Successful candidates will be invited to a series of practical interviews.
Finally, candidates will have an interview with our CTO.
Successful candidates will be contacted with an offer to join our team.

Note: At LearnUpon, we utilise AI to enhance the speed and quality of our screening and assessment practices, but our hiring decisions are always human.

If you need any accommodations during the hiring process, please reach out to us at peopleops@learnupon.com.

LearnUpon is an Equal Opportunities Employer.

We do not discriminate on the basis of gender, marital status, family status, age disability, sexual orientation, race, religion, membership of the Traveller community, or any other legally protected status.

Check out our Careers site and Instagram to learn more about working at LearnUpon.

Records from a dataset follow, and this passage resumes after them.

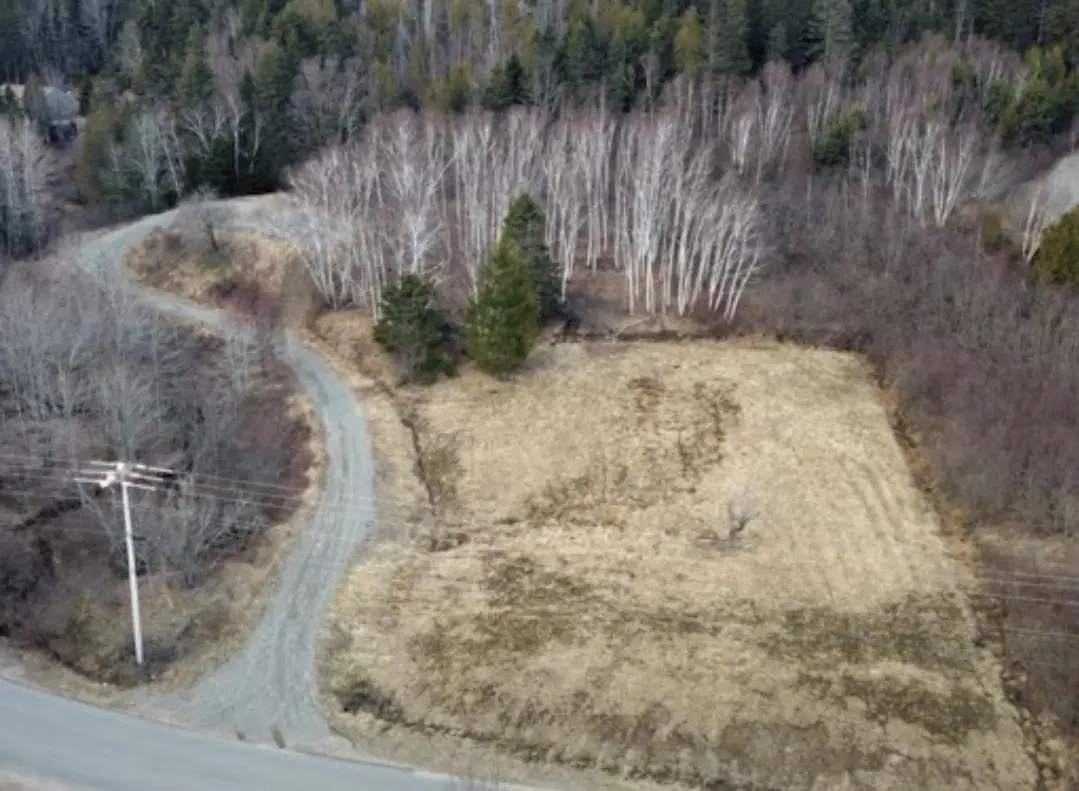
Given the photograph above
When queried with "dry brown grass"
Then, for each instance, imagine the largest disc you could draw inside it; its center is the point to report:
(593, 612)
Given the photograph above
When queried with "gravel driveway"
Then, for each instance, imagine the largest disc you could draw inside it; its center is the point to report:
(272, 680)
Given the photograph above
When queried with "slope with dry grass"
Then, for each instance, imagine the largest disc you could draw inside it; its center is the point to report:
(593, 610)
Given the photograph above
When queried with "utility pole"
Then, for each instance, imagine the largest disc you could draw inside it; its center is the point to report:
(128, 475)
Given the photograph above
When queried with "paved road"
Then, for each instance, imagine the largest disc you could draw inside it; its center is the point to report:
(272, 681)
(82, 747)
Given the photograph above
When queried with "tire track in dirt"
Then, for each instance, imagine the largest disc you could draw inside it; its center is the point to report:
(272, 682)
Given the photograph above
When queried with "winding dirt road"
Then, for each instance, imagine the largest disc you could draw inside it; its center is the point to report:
(272, 680)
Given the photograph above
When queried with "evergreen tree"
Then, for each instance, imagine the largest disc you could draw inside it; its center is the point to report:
(526, 227)
(690, 44)
(831, 30)
(507, 86)
(196, 79)
(503, 321)
(414, 330)
(728, 35)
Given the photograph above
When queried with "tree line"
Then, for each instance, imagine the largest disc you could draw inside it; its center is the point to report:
(227, 94)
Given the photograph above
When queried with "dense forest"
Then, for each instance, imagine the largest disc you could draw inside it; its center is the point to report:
(852, 137)
(226, 93)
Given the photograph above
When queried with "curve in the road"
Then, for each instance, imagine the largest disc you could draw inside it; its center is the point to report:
(271, 682)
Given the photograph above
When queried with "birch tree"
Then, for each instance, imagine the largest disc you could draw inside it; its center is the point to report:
(24, 176)
(473, 142)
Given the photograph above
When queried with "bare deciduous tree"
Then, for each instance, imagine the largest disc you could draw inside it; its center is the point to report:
(24, 173)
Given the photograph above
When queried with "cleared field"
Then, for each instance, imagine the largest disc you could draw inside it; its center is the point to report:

By submitting your application, you agree to LearnUpon's Privacy Policy.

Skills & Tags

react node go rust aws kubernetes docker ai

Aplyr's read

LearnUpon is a dynamic player in the e-learning sector, attracting professionals keen on shaping innovative training solutions for organizations worldwide.
Synthesized from recent postings & public sources

What's promising

•Strong growth trajectory in the e-learning space with increasing demand for LMS solutions.
•Diverse roles indicate a commitment to expanding both technical and customer-facing teams.
•Focus on security and reliability with recent hires in information security and site reliability engineering.

What to watch

•Competitive market with numerous established LMS providers could pressure growth.
•Potentially high workload in fast-paced environment as the company scales.
•Limited public information about company culture and employee satisfaction.

Why LearnUpon

•Emphasis on customer success with multiple hires dedicated to enhancing client relationships.
•Investment in strategic events marketing suggests a focus on brand visibility and networking.
•Cloud-based platform offers scalable solutions, appealing to organizations of varying sizes.

Aplyr’s read is generated by AI from public sources. Was it useful?